Juniper SRX240H loses connectivity to upstream router

juniper-srx

I have two SRX240's clustered together. The clustering is configured with 2 redundancy groups and then 3 RETH's.

reth1 is connected to our internet connection via ge-0/0/5 and ge-5/0/5. Our internet connection is a 100mbps each way leased line. We have to make sure they we specify disable the auto negotiate settings and manually set the speed and full duplex mode.

Here is the config showing those interfaces

cluster {
    reth-count 3;
    redundancy-group 0 {
        node 0 priority 100;
        node 1 priority 99;
    }
    redundancy-group 1 {
        node 0 priority 100;
        node 1 priority 99;
        preempt;
        interface-monitor {
            ge-0/0/5 weight 255;
            ge-5/0/5 weight 255;
        }
     }
}

interfaces {
    ge-0/0/5 {
        speed 100m;
        link-mode full-duplex;
        gigether-options {
            no-auto-negotiation;
            redundant-parent reth1;
        }
    }
    ge-5/0/5 {
        speed 100m;
        gigether-options {
            no-auto-negotiation;
            redundant-parent reth1;
        }
    }
    reth1 {
        redundant-ether-options {
            redundancy-group 1;
        }
        unit 0 {
            family inet {
                address 1.1.1.25/30;
            }
        }
    } 
}

The upstream NTE sits on IP address 1.1.1.26/30 (IP's changed).

My connection works fine, I get close to maximum download speeds for the line speed. I have low latency and everything else that you would expect. However every now and then I suddenly can't ping the upstream NTE. The connectivity just stops.
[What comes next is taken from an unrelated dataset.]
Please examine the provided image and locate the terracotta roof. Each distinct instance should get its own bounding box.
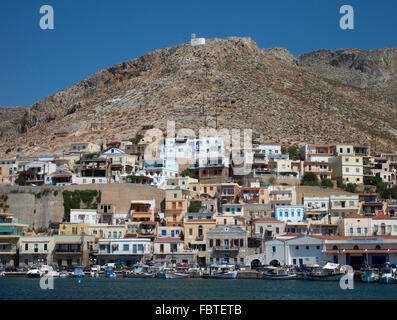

If I check the interface status it shows as being up.

{primary:node0}
gareth@FW01> show interfaces ge-0/0/5
Physical interface: ge-0/0/5, Enabled, Physical link is Up
  Interface index: 139, SNMP ifIndex: 527
  Link-level type: Ethernet, MTU: 1514, Link-mode: Full-duplex, Speed: 100mbps,
  BPDU Error: None, MAC-REWRITE Error: None, Loopback: Disabled,
  Source filtering: Disabled, Flow control: Enabled, Auto-negotiation: Enabled,
  Remote fault: Online
  Device flags   : Present Running
  Interface flags: SNMP-Traps Internal: 0x0
  Link flags     : None
  CoS queues     : 8 supported, 8 maximum usable queues
  Current address: 00:10:de:ff:20:01, Hardware address: 08:81:f4:cd:a1:05
  Last flapped   : 2013-05-16 01:35:08 UTC (03:39:01 ago)
  Input rate     : 7144 bps (10 pps)
  Output rate    : 34488 bps (58 pps)
  Active alarms  : None
  Active defects : None
  Interface transmit statistics: Disabled

  Logical interface ge-0/0/5.0 (Index 74) (SNMP ifIndex 528)
    Flags: SNMP-Traps 0x0 Encapsulation: ENET2
    Input packets : 20966964
    Output packets: 13453431
    Security: Zone: Null
    Protocol aenet, AE bundle: reth1.0   Link Index: 0

{primary:node0}
gareth@FW01> show interfaces reth1.0
  Logical interface reth1.0 (Index 68) (SNMP ifIndex 578)
    Flags: SNMP-Traps 0x0 Encapsulation: ENET2
    Statistics        Packets        pps         Bytes          bps
    Bundle:
        Input :      20967161         12   19068965037         9320
        Output:      13454302         44    3387733487        29088
    Security: Zone: untrust-internet
    Allowed host-inbound traffic : ping
    Protocol inet, MTU: 1500
      Flags: Sendbcast-pkt-to-re
      Addresses, Flags: Is-Preferred Is-Primary
        Destination: 1.1.1.24/30, Local: 1.1.1.25,
        Broadcast: 1.1.1.27

The reason for the last flap was because I changed the network cable to rule that out. Unplugging the cable and connecting a new one causes the connection to come back. I am a little reluctant to trust it at the moment.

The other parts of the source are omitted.